Comenzaré describiendo brevemente los rasgos que definen el Modelo Sanitario Europeo para después señalar los factores de riesgo.

La Unión Europea y sus países miembros comparten el reto de prestar una buena atención sanitaria a toda su población, con calidad y con seguridad.

La Carta Europea de los Derechos Fundamentales recoge en su artículo 35 que todos tienen derecho al acceso a la prevención de la enfermedad y a beneficiarse de los tratamientos médicos en las condiciones establecidas por las prácticas y las legislaciones nacionales. La Carta dice también que en la definición e implementación de todas las políticas y actividades de la Unión se deberá asegurar un alto nivel de protección de la salud.

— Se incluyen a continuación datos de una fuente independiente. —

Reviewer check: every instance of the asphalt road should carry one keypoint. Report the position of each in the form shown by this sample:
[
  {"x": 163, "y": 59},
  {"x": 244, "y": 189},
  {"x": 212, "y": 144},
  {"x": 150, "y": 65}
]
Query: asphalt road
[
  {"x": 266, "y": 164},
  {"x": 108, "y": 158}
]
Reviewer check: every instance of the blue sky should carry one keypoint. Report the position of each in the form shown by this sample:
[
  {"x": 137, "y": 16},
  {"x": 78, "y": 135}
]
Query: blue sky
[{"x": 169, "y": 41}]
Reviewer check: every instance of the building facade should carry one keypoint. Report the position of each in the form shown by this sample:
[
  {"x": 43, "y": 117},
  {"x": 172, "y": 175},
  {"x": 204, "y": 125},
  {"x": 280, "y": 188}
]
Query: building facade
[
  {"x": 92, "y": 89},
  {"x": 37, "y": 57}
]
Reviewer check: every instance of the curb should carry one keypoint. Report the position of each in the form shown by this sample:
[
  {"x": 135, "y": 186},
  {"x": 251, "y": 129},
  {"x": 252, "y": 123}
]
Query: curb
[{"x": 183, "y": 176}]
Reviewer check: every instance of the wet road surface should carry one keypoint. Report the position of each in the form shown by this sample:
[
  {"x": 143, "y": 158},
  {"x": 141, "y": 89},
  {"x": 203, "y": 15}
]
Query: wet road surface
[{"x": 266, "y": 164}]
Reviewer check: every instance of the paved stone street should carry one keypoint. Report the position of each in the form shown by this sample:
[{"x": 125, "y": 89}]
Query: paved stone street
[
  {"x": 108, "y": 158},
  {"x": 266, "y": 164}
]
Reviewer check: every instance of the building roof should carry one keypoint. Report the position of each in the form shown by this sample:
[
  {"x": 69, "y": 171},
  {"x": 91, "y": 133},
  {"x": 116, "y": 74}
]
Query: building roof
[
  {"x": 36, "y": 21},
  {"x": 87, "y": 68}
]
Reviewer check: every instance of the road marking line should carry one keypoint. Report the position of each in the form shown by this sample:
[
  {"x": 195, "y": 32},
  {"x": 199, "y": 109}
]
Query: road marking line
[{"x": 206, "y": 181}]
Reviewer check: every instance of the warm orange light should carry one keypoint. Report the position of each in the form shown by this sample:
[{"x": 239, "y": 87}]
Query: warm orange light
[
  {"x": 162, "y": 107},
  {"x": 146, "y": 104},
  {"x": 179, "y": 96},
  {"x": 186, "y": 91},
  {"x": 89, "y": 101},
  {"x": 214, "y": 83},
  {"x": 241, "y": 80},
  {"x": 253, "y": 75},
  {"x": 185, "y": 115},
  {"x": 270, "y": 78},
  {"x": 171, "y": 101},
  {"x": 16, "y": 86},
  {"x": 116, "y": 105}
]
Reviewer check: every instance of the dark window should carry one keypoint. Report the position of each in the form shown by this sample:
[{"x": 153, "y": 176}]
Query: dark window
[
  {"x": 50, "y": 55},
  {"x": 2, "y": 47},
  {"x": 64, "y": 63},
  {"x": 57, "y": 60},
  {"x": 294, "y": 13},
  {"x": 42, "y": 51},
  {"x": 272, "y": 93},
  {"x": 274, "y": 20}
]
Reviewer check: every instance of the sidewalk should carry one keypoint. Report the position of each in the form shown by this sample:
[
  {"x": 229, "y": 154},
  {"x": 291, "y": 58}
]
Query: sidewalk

Es cierto que las características de los países de la Unión y de sus sistemas sanitarios son muy distintas. Entre países vemos que la Esperanza de Vida al Nacer varía entre  74 y 83 años, 9 años de diferencia. La mortalidad Infantil varía entre 1,6 y 9,2 por 1000 nacidos vivos. Estas diferencias se explican, en buena medida, por el nivel de renta y la capacidad económica de cada país, que se traduce, a su vez, en la dotación de servicios. Así, vemos cómo el Gasto Sanitario Público en un país es el 3,5% del PIB mientras que en otro es el 10% del PIB, o dicho de otra manera, entre 250 y 4.500 euros por persona y año. Lógicamente, se puede “comprar” menos con 250 que con 4.500. Se pueden financiar menos infraestructuras, menos personal, etc.

Europa es muy diversa. Pero, a pesar de las diferencias, todos los países de la UE tienen unos valores compartidos, una aspiración común para sus sistemas sanitarios. De alguna manera podemos hablar de un Modelo Sanitario Europeo que se puede sintetizar en los Valores Comunes definidos el Consejo de Ministros de la Unión en 2006:

Estos valores comunes, estos pilares de los sistemas de salud de los Estados Miembros son Universalidad, Equidad, Solidaridad y Acceso a unos servicios sanitarios de alta calidad y seguridad. Permítanme que analice, brevemente estos cuatro grandes rasgos, que están íntimamente relacionados entre sí, y dependen los unos de losotros.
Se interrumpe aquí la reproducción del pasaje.